K: It should be clear. If MJ doesn't offer the right incentives to entice people to state actual intensities then (in the extreme case) it isn't actually better than Approval. …
S: Correctly you say, ‘If’. Do you have any method in mind that offers any greater incentive for each voter to evaluate each candidate than that offered by MJ?
S: B&L and I assume that, as believers in democracy, most voters want the winner to be the candidate most highly valued by a majority of all the voters.
> K: I think this is bizarre and unrealistic. It's hard for me to believe that somebody thinks this is what motivates voters. The premise would render moot all concerns, not just about LNHarm, but about probably *all* strategy criteria and guarantees. This is such an unbridgeable gap that I guess we may soon be able to wrap up this discussion.
> S: By saying this, you seem to have not yet taken into account either of B&L’ analyses of their Orsay and other experiments in which most voters used many of the available grades, or Jameson’s recent EM post that argued that the chances of successfully manipulating MJ would be something like 2.5%. If so, would not most people see that the best strategy is usually to simply grade the candidates honestly?

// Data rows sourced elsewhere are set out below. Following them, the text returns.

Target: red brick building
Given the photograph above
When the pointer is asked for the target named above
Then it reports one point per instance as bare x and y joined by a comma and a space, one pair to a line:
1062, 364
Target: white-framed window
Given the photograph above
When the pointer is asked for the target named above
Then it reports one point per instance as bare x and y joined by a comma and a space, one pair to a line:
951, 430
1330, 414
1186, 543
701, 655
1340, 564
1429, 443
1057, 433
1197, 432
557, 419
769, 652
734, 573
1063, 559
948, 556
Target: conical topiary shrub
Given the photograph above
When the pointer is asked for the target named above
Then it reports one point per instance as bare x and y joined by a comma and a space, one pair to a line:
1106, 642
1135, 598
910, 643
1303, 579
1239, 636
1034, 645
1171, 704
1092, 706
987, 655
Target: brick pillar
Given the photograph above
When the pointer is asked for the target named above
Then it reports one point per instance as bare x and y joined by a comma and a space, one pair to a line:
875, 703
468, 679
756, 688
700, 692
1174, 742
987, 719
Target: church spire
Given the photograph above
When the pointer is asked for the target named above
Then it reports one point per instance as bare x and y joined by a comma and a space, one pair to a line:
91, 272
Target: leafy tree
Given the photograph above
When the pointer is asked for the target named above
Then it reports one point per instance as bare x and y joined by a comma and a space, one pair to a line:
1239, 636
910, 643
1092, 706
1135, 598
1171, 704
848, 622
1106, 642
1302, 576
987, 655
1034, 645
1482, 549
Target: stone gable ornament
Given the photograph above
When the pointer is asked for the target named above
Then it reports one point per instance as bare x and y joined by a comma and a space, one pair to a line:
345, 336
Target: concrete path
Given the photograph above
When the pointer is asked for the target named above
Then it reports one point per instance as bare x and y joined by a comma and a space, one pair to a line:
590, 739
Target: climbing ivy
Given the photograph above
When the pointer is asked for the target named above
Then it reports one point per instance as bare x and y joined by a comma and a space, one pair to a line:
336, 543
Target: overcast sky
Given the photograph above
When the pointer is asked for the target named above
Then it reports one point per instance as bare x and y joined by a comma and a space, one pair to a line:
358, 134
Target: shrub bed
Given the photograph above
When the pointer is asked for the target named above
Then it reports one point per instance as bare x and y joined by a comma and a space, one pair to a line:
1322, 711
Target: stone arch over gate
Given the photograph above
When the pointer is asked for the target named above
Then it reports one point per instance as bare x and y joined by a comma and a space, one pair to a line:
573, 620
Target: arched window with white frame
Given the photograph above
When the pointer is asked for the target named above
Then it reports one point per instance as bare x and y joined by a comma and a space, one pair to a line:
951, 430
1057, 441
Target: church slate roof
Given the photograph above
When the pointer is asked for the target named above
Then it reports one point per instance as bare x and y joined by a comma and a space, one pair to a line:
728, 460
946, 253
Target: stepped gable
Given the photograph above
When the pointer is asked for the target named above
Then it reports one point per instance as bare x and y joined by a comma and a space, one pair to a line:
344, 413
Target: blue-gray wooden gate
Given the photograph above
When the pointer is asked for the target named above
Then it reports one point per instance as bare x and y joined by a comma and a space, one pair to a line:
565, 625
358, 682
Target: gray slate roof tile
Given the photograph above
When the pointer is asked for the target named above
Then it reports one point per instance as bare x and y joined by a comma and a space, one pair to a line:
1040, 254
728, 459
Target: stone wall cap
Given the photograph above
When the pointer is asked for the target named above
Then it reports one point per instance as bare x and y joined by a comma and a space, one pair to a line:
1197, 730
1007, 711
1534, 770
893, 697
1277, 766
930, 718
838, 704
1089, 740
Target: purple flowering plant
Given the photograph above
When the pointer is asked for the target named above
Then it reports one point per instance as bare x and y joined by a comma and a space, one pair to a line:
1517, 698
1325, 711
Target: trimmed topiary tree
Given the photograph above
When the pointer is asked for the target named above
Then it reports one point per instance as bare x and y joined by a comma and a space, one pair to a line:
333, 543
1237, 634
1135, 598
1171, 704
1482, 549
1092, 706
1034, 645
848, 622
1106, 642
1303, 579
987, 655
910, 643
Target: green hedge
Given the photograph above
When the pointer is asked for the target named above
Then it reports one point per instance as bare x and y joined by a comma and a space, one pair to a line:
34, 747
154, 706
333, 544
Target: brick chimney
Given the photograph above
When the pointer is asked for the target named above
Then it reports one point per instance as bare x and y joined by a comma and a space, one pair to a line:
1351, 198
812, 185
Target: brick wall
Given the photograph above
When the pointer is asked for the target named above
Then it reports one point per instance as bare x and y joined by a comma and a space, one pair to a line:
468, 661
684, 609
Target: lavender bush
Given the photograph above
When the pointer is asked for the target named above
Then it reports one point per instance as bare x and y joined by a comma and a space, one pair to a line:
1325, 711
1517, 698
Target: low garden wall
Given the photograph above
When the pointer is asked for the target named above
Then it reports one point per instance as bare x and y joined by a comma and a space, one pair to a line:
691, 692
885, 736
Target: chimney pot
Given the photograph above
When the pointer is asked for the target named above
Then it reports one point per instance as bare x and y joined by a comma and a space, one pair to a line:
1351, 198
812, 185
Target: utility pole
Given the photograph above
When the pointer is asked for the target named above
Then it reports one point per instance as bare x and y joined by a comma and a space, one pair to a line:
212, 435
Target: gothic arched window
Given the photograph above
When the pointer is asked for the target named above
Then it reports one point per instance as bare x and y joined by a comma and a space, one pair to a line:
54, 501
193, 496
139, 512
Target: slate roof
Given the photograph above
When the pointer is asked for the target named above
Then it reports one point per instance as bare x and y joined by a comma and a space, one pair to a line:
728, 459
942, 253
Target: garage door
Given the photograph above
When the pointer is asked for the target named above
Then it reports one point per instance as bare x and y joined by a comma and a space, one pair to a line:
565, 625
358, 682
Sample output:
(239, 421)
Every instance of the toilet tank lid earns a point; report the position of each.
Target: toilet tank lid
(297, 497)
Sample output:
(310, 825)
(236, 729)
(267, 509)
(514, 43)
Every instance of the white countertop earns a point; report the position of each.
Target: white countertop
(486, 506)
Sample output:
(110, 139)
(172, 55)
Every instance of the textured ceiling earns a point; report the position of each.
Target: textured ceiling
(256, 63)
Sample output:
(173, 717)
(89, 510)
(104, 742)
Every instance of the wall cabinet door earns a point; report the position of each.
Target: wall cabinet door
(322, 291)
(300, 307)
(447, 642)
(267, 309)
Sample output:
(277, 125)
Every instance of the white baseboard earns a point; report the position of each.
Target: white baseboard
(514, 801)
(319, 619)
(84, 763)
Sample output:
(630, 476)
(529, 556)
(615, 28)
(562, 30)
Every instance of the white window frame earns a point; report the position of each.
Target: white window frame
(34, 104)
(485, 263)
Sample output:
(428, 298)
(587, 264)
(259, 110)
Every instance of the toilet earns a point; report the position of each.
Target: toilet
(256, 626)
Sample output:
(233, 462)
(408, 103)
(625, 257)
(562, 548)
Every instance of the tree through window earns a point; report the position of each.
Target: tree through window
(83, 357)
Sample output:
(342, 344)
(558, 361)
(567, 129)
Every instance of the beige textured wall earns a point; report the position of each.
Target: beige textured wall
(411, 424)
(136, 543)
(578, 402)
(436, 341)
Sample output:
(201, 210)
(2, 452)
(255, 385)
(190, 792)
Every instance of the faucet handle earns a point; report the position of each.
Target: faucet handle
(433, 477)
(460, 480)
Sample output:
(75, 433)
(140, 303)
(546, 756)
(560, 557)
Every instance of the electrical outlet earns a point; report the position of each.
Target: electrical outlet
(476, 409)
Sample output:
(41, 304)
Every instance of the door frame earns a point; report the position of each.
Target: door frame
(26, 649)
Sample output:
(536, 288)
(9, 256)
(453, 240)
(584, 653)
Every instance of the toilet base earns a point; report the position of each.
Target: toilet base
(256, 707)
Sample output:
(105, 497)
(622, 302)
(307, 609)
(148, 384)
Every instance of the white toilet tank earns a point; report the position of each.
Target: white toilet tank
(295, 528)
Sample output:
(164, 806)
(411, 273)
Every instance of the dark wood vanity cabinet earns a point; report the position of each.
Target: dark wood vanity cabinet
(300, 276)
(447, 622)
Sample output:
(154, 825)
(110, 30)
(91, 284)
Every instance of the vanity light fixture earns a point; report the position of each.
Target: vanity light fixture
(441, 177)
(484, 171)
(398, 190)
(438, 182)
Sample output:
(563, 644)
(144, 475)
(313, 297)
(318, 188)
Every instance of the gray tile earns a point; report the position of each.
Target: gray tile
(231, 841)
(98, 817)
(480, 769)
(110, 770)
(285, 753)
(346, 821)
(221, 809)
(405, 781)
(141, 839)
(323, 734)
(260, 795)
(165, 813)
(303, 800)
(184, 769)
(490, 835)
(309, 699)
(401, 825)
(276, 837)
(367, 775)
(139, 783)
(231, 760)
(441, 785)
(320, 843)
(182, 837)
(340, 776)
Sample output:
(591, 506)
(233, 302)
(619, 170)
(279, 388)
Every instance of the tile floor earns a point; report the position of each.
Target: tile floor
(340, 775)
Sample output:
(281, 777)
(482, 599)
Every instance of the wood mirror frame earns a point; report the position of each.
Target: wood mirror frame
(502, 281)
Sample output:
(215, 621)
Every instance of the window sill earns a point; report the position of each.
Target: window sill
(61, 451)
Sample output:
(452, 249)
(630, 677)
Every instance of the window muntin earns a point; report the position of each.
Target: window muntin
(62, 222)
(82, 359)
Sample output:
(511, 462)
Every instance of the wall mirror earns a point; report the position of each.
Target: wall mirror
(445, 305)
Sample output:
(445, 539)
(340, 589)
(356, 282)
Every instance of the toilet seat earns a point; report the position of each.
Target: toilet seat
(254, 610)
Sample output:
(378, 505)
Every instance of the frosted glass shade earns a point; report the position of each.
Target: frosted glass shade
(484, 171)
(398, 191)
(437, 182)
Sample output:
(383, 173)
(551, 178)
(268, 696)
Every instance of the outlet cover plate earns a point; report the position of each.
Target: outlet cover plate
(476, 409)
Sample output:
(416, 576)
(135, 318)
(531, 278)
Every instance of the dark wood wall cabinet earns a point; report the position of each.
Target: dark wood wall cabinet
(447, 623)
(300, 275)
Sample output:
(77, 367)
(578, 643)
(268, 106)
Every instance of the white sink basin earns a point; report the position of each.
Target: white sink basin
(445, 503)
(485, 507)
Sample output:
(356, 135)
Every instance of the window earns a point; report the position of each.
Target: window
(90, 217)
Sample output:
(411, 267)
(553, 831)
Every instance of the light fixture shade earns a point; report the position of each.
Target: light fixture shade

> K: When it comes to expressiveness, I think that practically speaking MAM is actually better than MJ, due to the scenario that MJ turns into Approval and consequently expresses very little.
> S: Please explain how MAM is more ‘expressive’ (or ‘discerning’) than MJ. Also, it seems to me that almost any method could be impoverished by some voters so they would be making only Approval votes, including MAM. It seems to me that MJ is least likely to be impoverished in this way by many voters.
K: MAM has a disincentive against degrading into Approval because it counts relative preferences that the strategic-minded voter would want to use.
S: Yes, and why do you not see MJ as containing this same ‘disincentive against degrading into Approval’, and perhaps even to a greater degree?